I am trying to work with the non ideal model of the op amp and solve for the dc output voltage in terms of the bias currents while ignoring input offset voltage using the following schematic
simulate this circuit – Schematic created using CircuitLab
Using superposition I control IB1, and get that I1=IB1+\$\frac{Vodc1}{R2}\$ where IB1=\$\frac{Vodc1}{R1}\$, but I can't quite get the entire output voltage in terms of IB1.

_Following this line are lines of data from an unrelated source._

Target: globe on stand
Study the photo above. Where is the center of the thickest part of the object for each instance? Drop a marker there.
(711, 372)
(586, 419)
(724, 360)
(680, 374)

Also, when I solve for the second current source IB2, I get the situation where there is a current source from ground to ground, which means no current, and therefore IB2=0, so I2=\$\frac{Vodc2}{R2}\$
It seems like I'm missing something here because my resultant d.c voltage is
R2(I1-IB1+I2), which isn't really entirely expressed in terms of biased currents like I wanted it to be.
What am I missing here?
Best Answer
When taking into account bias current, you still have an ideal op-amp model in there. So \$V^+ = V^- = 0\$ (since you have negative feedback), and the inputs to the ideal op-amp still have 0 current flowing into them.
Writing the various KCL equations for the \$V^+\$ and \$V_{odc}\$ nodes:
\begin{gather} I_1 = I_{B1}\\ I_1 + I_2 = I_{out} \end{gather}
Substituting in Ohm's law:
\begin{gather} \frac{V_{odc}}{R_1} = I_{B1}\\ \frac{V_{odc}}{R_1} + \frac{V_{odc}}{R_2} = I_{out} \end{gather}
Ignoring the second equation (because it doesn't matter for what you want to find), we can easily find that: \begin{gather} \boxed{V_{odc} = R_1 I_{B1}} \end{gather}
\$I_{B2}\$ cannot be solved for, it can have any arbitrary value. The only thing you can say is it has zero volts across it.